For Bernie Wagenblast, a former New Jersey 101.5 and PST traffic reporter whose voice was heard by countless commuters on the New York City Subway and PATCO Speedline as well as by travelers who tapped into the information systems at Newark Airport and the PATH, the new year will bring about the biggest change.
Wagenblast has announced on Facebook that she is transgender and will begin living life as a woman starting Jan. 1.
Wagenblast, who grew up and still lives in Cranford, graduated from Seton Hall University, worked for Total Traffic from 2009-18 and as part of her job provided traffic reports to New Jersey 101.5. She now owns Bernie Wagenblast Communications.
Bernie is well-liked in the broadcast industry and says she will keep the name Bernie, which she considers now short for "Bernadette." She also asks for patience with the transition.
"Please don't worry about saying the wrong thing or offending me unintentionally. I realize everyone who knows me will be making an adjustment," she said.
(In an earlier version of this post, we slipped and used the wrong pronoun for Bernie, who we've known for so many years.)
I spoke with Bernie through email about the transition.
What made you come out now?
"I'd say a combination of things but the most important is that I could no longer suppress that part of who I am. I've known I am trans from early childhood and while it always was an issue that caused me discomfort, it finally reached the point where if I tried to keep it in check I believe it would have caused serious depression."
What has the reaction been?
"So far, the reaction has been about 99.9% positive.
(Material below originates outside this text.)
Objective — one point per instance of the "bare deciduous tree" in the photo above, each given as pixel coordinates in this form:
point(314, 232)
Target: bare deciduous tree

I suspect that some people who don't know me personally will have a negative reaction, but so far (as of 5:30 pm 12/31) that hasn't been a problem."
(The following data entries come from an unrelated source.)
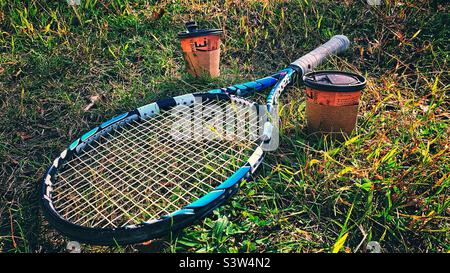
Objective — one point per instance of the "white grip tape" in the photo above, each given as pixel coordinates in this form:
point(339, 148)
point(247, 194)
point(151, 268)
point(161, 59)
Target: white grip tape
point(337, 44)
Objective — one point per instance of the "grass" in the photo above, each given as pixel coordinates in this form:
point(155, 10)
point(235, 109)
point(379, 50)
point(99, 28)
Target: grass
point(389, 182)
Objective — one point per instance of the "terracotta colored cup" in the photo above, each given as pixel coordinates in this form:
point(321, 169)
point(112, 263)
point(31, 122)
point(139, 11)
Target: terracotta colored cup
point(201, 50)
point(332, 99)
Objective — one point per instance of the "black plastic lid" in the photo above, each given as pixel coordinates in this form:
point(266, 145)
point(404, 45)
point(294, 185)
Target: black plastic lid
point(192, 31)
point(336, 81)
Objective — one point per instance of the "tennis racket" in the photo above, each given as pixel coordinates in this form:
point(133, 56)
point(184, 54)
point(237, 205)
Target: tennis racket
point(160, 167)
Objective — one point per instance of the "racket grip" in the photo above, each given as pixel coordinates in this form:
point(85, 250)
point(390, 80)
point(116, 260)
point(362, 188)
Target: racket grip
point(336, 45)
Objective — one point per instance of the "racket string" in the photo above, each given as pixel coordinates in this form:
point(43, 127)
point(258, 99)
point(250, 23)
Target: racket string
point(182, 157)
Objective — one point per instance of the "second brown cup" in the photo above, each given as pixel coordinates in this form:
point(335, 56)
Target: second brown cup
point(332, 99)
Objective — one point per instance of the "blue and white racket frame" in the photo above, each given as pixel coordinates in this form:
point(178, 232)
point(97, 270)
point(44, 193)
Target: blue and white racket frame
point(173, 222)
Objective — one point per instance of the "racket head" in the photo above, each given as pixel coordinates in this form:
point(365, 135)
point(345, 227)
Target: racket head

"Not really. If I were a young person in 2023 I probably would transition at an early age but that wasn't feasible in the 1960s and '70s when I was growing up. Additionally, if I somehow had managed to transition back then I would have missed my three daughters and seven grandkids, as well as a wonderful life with my wife.
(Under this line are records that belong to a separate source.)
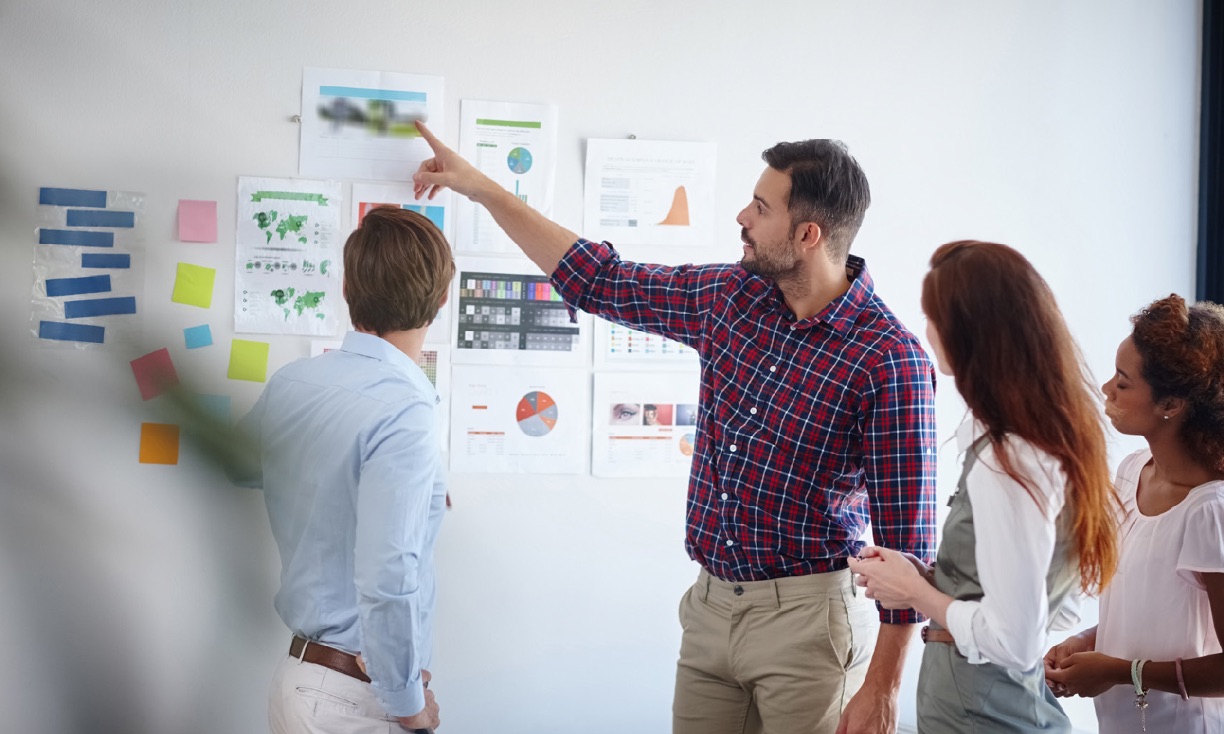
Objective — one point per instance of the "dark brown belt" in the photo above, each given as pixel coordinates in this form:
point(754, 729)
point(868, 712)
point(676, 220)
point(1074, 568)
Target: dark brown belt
point(930, 634)
point(328, 657)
What would you say to those struggling with coming out?
"I would recommend they seek help from wherever it's available. Hopefully, family is there to help and to at least listen. Being trans can take a toll on your mental health so professional help is very beneficial. Someone who has experience dealing with trans issues can help you determine what you need to do and can point you toward resources that can help."
"There is no one way to handle being trans. For some, it's something they can keep in check all of their lives without taking any transition steps. For others, having a limited transition may be all that is needed."
There are many resources available online but you should be careful that you use reputable sources. One place to turn is Trans Lifeline (877-565-8860).